Rudrabha / Lip2Wav

This is the repository containing codes for our CVPR, 2020 paper titled "Learning Individual Speaking Styles for Accurate Lip to Speech Synthesis"
MIT License
695 stars 153 forks source link

Questions about data preprocessing #24

Closed Kuray107 closed 3 years ago

Kuray107 commented 3 years ago

Hello, thanks for the lip2wav dataset you kindly provided. I noticed that there are several scenes in the dataset where there is no face on the screen, and wondered how you solved this problem. Did you filter these data when training the model? Or did you just ignore them and got a good result still?

prajwalkr commented 3 years ago

The preprocessing script automatically filters out non-face segments.

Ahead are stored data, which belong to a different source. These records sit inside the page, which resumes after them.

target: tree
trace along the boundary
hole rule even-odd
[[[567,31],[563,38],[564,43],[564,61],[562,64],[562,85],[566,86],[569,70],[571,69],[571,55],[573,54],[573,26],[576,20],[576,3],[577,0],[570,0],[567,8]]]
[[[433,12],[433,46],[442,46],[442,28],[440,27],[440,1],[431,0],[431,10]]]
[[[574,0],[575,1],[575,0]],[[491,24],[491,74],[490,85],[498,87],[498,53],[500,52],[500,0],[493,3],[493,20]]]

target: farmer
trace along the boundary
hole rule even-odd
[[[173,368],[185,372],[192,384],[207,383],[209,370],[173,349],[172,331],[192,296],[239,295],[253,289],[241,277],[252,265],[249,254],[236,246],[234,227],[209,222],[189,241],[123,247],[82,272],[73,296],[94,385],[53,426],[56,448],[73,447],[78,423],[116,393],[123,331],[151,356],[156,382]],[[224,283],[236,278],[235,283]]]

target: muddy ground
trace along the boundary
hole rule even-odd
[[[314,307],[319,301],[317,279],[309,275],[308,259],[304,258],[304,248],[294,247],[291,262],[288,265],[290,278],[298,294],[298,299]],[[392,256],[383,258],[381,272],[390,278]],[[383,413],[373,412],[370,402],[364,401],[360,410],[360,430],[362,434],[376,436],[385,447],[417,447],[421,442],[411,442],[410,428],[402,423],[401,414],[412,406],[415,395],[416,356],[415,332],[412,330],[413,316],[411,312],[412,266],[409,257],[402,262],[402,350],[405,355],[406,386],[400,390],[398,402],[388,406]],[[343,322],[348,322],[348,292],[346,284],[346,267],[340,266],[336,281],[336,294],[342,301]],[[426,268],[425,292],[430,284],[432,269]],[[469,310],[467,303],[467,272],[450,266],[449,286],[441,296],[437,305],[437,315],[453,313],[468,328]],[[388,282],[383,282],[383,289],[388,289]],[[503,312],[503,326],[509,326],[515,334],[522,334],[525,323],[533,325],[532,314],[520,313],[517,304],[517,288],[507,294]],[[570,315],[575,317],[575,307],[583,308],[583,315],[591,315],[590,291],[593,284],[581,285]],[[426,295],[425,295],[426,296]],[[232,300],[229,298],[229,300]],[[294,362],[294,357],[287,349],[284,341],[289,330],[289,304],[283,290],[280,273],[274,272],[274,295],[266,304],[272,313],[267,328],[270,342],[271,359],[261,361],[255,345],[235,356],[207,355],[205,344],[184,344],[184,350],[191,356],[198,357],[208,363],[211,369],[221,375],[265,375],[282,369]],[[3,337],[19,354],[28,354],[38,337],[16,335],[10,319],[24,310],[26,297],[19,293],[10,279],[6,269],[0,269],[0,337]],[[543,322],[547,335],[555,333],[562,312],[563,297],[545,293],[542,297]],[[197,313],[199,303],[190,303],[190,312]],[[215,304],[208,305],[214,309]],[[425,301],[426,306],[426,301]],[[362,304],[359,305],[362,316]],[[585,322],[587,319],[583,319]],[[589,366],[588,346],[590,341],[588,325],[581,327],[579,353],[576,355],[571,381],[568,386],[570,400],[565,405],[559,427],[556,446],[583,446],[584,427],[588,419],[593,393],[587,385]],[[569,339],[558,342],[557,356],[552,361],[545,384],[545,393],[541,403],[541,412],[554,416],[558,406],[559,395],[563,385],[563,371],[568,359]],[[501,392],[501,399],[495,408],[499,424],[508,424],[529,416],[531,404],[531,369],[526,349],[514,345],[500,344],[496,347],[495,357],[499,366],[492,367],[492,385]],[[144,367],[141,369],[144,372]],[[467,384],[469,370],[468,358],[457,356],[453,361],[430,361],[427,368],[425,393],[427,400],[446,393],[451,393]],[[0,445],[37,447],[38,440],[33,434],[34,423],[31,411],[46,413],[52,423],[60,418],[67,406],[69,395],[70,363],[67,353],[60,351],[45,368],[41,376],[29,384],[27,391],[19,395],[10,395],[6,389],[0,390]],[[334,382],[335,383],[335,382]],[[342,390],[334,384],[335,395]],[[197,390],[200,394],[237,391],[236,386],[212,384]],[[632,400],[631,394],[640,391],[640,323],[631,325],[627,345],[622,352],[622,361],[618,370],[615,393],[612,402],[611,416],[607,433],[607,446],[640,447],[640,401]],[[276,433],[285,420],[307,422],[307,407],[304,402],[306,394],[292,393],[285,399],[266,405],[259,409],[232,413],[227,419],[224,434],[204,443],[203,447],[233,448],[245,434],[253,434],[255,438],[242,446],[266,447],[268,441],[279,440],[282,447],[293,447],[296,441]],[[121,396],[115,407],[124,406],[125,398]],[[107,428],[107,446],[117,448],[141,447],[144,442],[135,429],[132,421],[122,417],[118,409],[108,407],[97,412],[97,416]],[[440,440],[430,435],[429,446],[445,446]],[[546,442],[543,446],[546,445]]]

Kuray107 commented 3 years ago

I found that when the face detector can not found any face in a timestamp, it will skip to the next image indeed. But I don't understand how the preprocessing script align the audio and video files when there is some mismatch. Is the audio segment also be cut when its video segment skips some non-face frames?

prajwalkr commented 3 years ago

the face crops are saved with frame numbers in their names. while training, the data loader skips segments if certain faces are missing.

Kuray107 commented 3 years ago

Yes, I got it. Thanks for your kind reply.